PS: I don't know if you've read Junot Díaz (I haven't been able to), but they say that he represents a very rich case of a combination of English and Spanish in his narrative.
Absolutely, @josemalavem. Thanks
I have read Díaz. I read his collection of short stories, Drown and The Brief Wondrous Life of Oscar Wao. Amazing prose, gifted storyteller. Language is key in Díaz's work. My students laughed outloud at his "spanglish" and obsenity. His characters are very realistic and fun.
Why do you call Spanish a synthetic language? I don't think I have ever heard that word used to describe a language before.
Interesting discussion.
What's with the downvote? It really unnerves me. Not deserved at all.
Good questions.
Most languages are synthetic, which means that the way words are arranged to create sentences (syntactic relationship) rely heavily on inflections (particles added to express a grammatical function) or agglutinations.
For example, verbal tenses, number (plural or singular), person (first/I/, second /you/, third /he, she/), etc.
In Spanish, an inflection on the verb is enough to know who is the subject:
escribo (I write), escribes (you write), escriben (they write), escribimos (we write), escribe (s/he writes).
In the case of verbal tense:
Compare
yo como (I eat), yo comí (I ate), yo comeré (I'll eat) in Spanish, an inflection, a particle added to the end of the word marks the verbal tense.
In some cases, the inflection added is derivational, that is, itchanges the grammatical category of the word (sing /verb/...singer /noun/). --er is one of the many bound morphemes in English; it does not mean much alone, but added to another morpheme...
In spanish we have cantar (to sing), cantante (singer); so ...nte would be the bound morpheme that helps create new grammatical categories.
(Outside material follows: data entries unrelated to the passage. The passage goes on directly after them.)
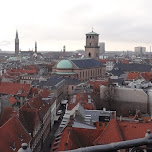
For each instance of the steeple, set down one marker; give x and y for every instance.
(16, 44)
(35, 47)
(16, 34)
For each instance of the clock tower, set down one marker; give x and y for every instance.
(92, 47)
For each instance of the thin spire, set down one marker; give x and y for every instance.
(35, 47)
(16, 34)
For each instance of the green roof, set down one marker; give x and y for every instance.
(64, 64)
(92, 33)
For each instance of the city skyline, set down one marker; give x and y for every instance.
(122, 25)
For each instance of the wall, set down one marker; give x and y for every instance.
(127, 99)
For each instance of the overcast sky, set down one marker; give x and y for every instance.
(122, 24)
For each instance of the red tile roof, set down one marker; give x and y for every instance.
(69, 138)
(76, 138)
(133, 75)
(111, 134)
(12, 100)
(22, 71)
(81, 98)
(115, 131)
(39, 104)
(96, 84)
(13, 134)
(147, 75)
(136, 75)
(14, 88)
(105, 60)
(134, 130)
(6, 115)
(29, 118)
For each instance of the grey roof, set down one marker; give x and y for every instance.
(87, 63)
(92, 33)
(134, 67)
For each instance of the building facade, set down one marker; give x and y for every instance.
(92, 47)
(102, 48)
(81, 69)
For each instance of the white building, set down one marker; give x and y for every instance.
(102, 48)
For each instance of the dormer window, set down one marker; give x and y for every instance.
(13, 146)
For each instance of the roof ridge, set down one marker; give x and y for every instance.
(117, 127)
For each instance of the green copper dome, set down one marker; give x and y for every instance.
(64, 64)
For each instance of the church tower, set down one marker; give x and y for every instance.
(92, 47)
(16, 44)
(64, 51)
(35, 47)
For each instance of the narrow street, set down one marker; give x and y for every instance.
(49, 140)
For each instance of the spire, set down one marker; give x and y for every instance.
(16, 34)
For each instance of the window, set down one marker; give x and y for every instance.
(89, 55)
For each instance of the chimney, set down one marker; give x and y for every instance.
(24, 148)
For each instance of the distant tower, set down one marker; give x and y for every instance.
(102, 48)
(64, 51)
(16, 44)
(35, 47)
(92, 47)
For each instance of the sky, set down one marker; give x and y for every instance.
(122, 24)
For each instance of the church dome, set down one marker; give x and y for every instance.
(64, 64)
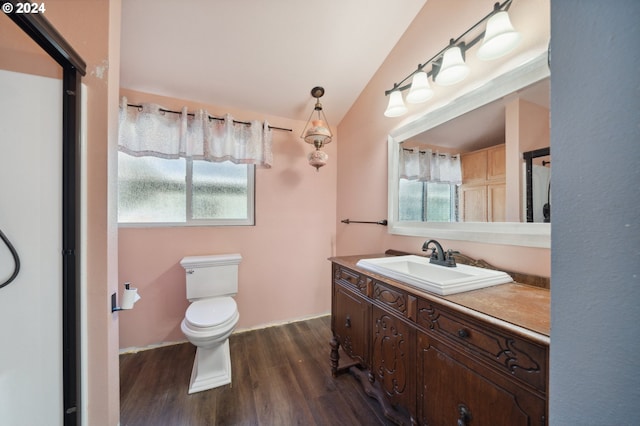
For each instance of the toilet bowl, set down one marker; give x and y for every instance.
(211, 317)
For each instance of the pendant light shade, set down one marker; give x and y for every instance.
(453, 69)
(318, 134)
(317, 131)
(420, 89)
(500, 37)
(396, 106)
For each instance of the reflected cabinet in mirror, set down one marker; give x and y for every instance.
(478, 168)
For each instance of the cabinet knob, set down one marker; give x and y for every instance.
(464, 415)
(463, 333)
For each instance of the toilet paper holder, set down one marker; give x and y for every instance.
(129, 298)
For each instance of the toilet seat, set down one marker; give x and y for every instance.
(211, 314)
The opposite of synthetic languages would be analytical or isolating languages (such as Chinese or Vietnamese), which rely more on separate word, articles or prepositions to create the syntactic relationships. Modern English has become more analytic, but shares features of both categories.
As for the downvoting issue, we have been told it has nothing to do with the actual content of the post, which makes it more unfair, and that we should not be worried about it. It is a worrying matter nonetheless. Hopefully it will stop. I am just trying to create good content here.
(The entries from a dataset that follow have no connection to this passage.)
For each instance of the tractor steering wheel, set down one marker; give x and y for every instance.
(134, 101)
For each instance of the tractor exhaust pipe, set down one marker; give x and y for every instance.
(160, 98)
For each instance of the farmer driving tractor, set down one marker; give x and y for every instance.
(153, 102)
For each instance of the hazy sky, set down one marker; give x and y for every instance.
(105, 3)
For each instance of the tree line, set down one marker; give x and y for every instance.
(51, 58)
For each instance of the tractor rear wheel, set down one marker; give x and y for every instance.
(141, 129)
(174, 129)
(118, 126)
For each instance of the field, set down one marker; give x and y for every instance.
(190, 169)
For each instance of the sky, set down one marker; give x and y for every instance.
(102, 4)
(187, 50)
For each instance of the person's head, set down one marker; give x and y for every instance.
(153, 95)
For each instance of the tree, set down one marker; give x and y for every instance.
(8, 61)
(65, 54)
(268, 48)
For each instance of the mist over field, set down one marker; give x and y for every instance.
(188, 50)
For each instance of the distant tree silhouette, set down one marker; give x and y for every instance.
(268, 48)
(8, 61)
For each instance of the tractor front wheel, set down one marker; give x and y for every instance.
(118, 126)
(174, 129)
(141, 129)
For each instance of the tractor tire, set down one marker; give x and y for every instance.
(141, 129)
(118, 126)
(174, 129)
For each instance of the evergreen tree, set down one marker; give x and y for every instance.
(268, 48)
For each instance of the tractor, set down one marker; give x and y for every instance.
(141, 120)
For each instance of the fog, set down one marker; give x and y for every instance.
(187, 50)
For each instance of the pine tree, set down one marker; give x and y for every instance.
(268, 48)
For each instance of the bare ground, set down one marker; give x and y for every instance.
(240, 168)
You are doing that. I see you are not alone too. Still, I find even the smallest downvotes depressing, I can't imagine what it must feel like to get one of those huge ones.
Thanks for that in depth explanation. I went right to the language of math which, since it describes abstracts, might be wrongly considered synthetic but it fits the criteria for analytical it seems to me.
Thank you. Yes, it feels bad, but it is beyond our control. Justice and fairness are tricky concepts; in the hands of the powerful they can be dangerously tricky.
About the languages, I guess the terms emphasize the combination of depenent parts in the former vs the separation of elements in the latter.